Harris: What’s interesting to me about both of your projects is that they challenge so many preconceptions about sex and love and relationships, family and motherhood. They are remarkably open-ended emotionally and psychologically.
Dorfman: For the most part, the doll owners I worked with had a certain level of emotional depth, self-awareness, and self-knowledge. I was often surprised and constantly rubbing up against my own ideas of what constitutes love—and what kind of person lives with a love doll as his or her domestic partner. My preconceptions were regularly shattered.
Harris: Do you consider these projects documentary in nature?
Dorfman: Yes. For this series, I documented the domestic lives of men and women who live with life-sized, anatomically correct, sex dolls.
Diamond: My work has always been rooted in fiction while examining the disparity between image and reality. I use photography and staged intimacy as a vehicle to question existing values regarding inherited social and gender expectations. “Forever Mothers” is interesting for me in that there is a level of reality that never existed before in my work. Everything prior to this was very much a construction that I was producing for the camera.

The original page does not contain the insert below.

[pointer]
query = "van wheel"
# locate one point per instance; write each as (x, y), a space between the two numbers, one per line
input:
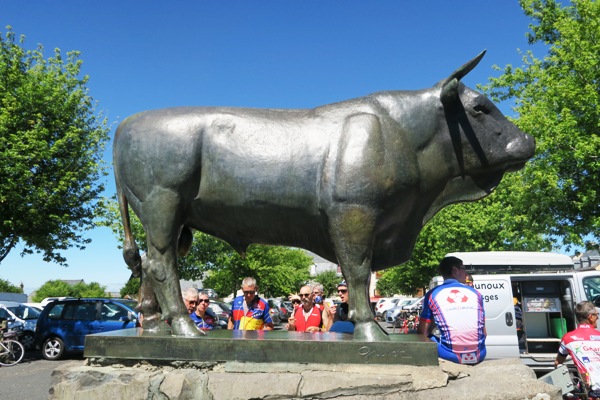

Harris: Let’s talk about the history of the arts and literature—dolls are omnipresent. Why is that? There’s something about not being quite sure what you’re looking at, that is fascinating. Both of you, I know, have various references, visual references—not even necessarily for your own work, but in terms of how you contextualize your subject.
Diamond: Think of Morton Bartlett. Part of what I find interesting is his fetishization of the doll. He’s basing them on children, but there’s something maybe a little perverse about how he’s representing them. But his obsession—the fact that he’s sculpting these anatomically complete dolls, dressing them and then photographing them (although sometimes they are naked in the photographs)—is fascinating. You don’t know exactly what you are looking at.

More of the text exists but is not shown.